(M. Pinci) – Quando stasera James Pallotta si accomoderà in tribuna, a Manchester, potrebbe immaginare un Etihad Stadium tutto suo. Speranze, forse qualcosa di più. Ma quella tra il City e la Roma non è solo una partita di calcio: il numero uno del club giallorosso è salito sul volo per l’Inghilterra con l’idea di unire la dilettevole trasferta sportiva a un’utile chiacchierata d’affari. Il viaggio rappresenta infatti un ottimo pretesto per incontrare gli uomini della famiglia reale di Abu Dhabi che controlla il club inglese. E non solo. La Raptor di Pallotta è in contatto da tempo con gli uomini di Etihad – sponsor degli inglesi – per un’eventuale partnership con la Roma.
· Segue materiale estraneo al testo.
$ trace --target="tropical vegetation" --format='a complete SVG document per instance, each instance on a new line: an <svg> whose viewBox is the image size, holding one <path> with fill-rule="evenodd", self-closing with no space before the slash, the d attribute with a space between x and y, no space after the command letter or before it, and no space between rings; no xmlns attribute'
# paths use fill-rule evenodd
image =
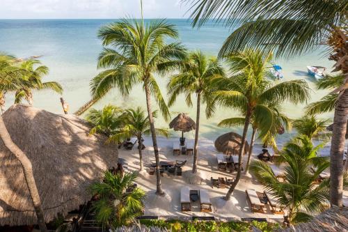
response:
<svg viewBox="0 0 348 232"><path fill-rule="evenodd" d="M309 97L309 89L303 80L274 84L268 79L271 53L247 49L230 54L226 59L232 75L228 77L216 79L214 84L219 90L214 92L214 95L219 104L235 109L244 116L241 148L238 154L239 167L242 167L246 133L251 119L258 123L259 137L266 136L274 127L274 121L284 121L285 119L278 118L279 115L275 114L272 107L285 101L294 104L305 102ZM278 119L274 119L276 117ZM279 118L282 119L279 121ZM230 199L237 186L241 172L242 169L238 169L235 180L226 194L226 200Z"/></svg>
<svg viewBox="0 0 348 232"><path fill-rule="evenodd" d="M245 47L275 50L277 56L294 57L326 45L334 72L343 84L332 93L335 104L330 152L331 205L342 206L342 163L348 114L348 3L345 0L291 1L187 0L191 3L193 26L211 18L237 28L224 42L220 56ZM334 95L323 100L333 100ZM332 107L331 107L332 108Z"/></svg>
<svg viewBox="0 0 348 232"><path fill-rule="evenodd" d="M221 61L214 57L208 59L200 51L192 52L181 61L179 73L173 75L167 85L169 107L174 104L180 94L184 95L189 107L192 107L191 95L196 94L197 97L193 173L197 172L200 105L206 105L207 118L214 113L215 105L212 94L214 92L213 79L224 75Z"/></svg>
<svg viewBox="0 0 348 232"><path fill-rule="evenodd" d="M305 135L286 144L281 153L285 164L283 181L277 179L266 162L251 162L255 176L283 208L288 209L290 224L306 222L314 213L329 207L329 181L317 185L320 173L329 166L326 157L317 156L321 147L313 146Z"/></svg>
<svg viewBox="0 0 348 232"><path fill-rule="evenodd" d="M152 112L155 118L157 116L157 111ZM139 153L140 170L143 170L143 135L151 134L150 127L150 120L148 116L140 107L135 109L125 109L119 118L122 127L115 134L111 135L109 139L109 142L119 143L127 139L135 137L138 141L138 150ZM156 134L168 137L169 134L168 130L164 128L155 128Z"/></svg>
<svg viewBox="0 0 348 232"><path fill-rule="evenodd" d="M165 20L155 20L145 24L143 20L121 20L103 26L98 36L104 46L99 57L98 68L106 70L90 81L92 95L100 98L116 87L127 95L136 84L142 84L156 159L156 193L162 195L151 97L156 100L166 119L170 114L155 75L173 70L184 57L186 50L179 42L166 42L168 38L177 38L178 33L173 25Z"/></svg>
<svg viewBox="0 0 348 232"><path fill-rule="evenodd" d="M102 182L90 186L92 194L97 198L93 210L103 227L114 229L143 214L145 192L134 184L136 179L135 173L121 176L106 171Z"/></svg>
In fondo Etihad Airways ha sottoscritto l’accordo per il controllo di Alitalia è di proprietà di Khalifa bin Zayed, fratello del proprietario del City, Mansur: nessun accordo all’orizzonte, ma è naturale che la Roma e la compagnia emiratina possano dialogare. Di una possibile sponsorizzazione del club giallorosso, ma soprattutto della cessione dei “naming rights” del futuro stadio della Roma: l’impianto sorgerà a pochi chilometri e sulla stessa direttrice che collega la città all’aeroporto di Fiumicino, hub di riferimento della nuova Alitalia-Etihad.
Pallotta non chiede più di 13-15 milioni all’anno, e pazienza se un Etihad Stadium già c’è, a Manchester: «Non è vietato che due stadi in Europa portino lo stesso nome», l’eco di Trigoria. Proprio il “naming” del vecchio City of Manchester Stadium ha fatto la fortuna del City, che con il marchio di famiglia ha sottoscritto un accordo da 400 milioni di sterline in 10 anni. Operazione che non ha evitato le sanzioni del Fair Play Finanziario, ma ha consentito di costruire una squadra da 2 Premier in 3 anni, prima di finire nel mirino dell’Uefa. L’Emirates paga invece 30 milioni di sterline all’anno per lo stadio dell’Arsenal, l’Allianz ne ha spesi 90 per i diritti trentennali dell’Arena di Monaco di Baviera. La moda attira anche il Real, che davanti ai 500 milioni dei soliti emiri di Abu Dhabi è pronto a cedere persino il nome di un mito. E a dire addio al Santiago Bernabeu.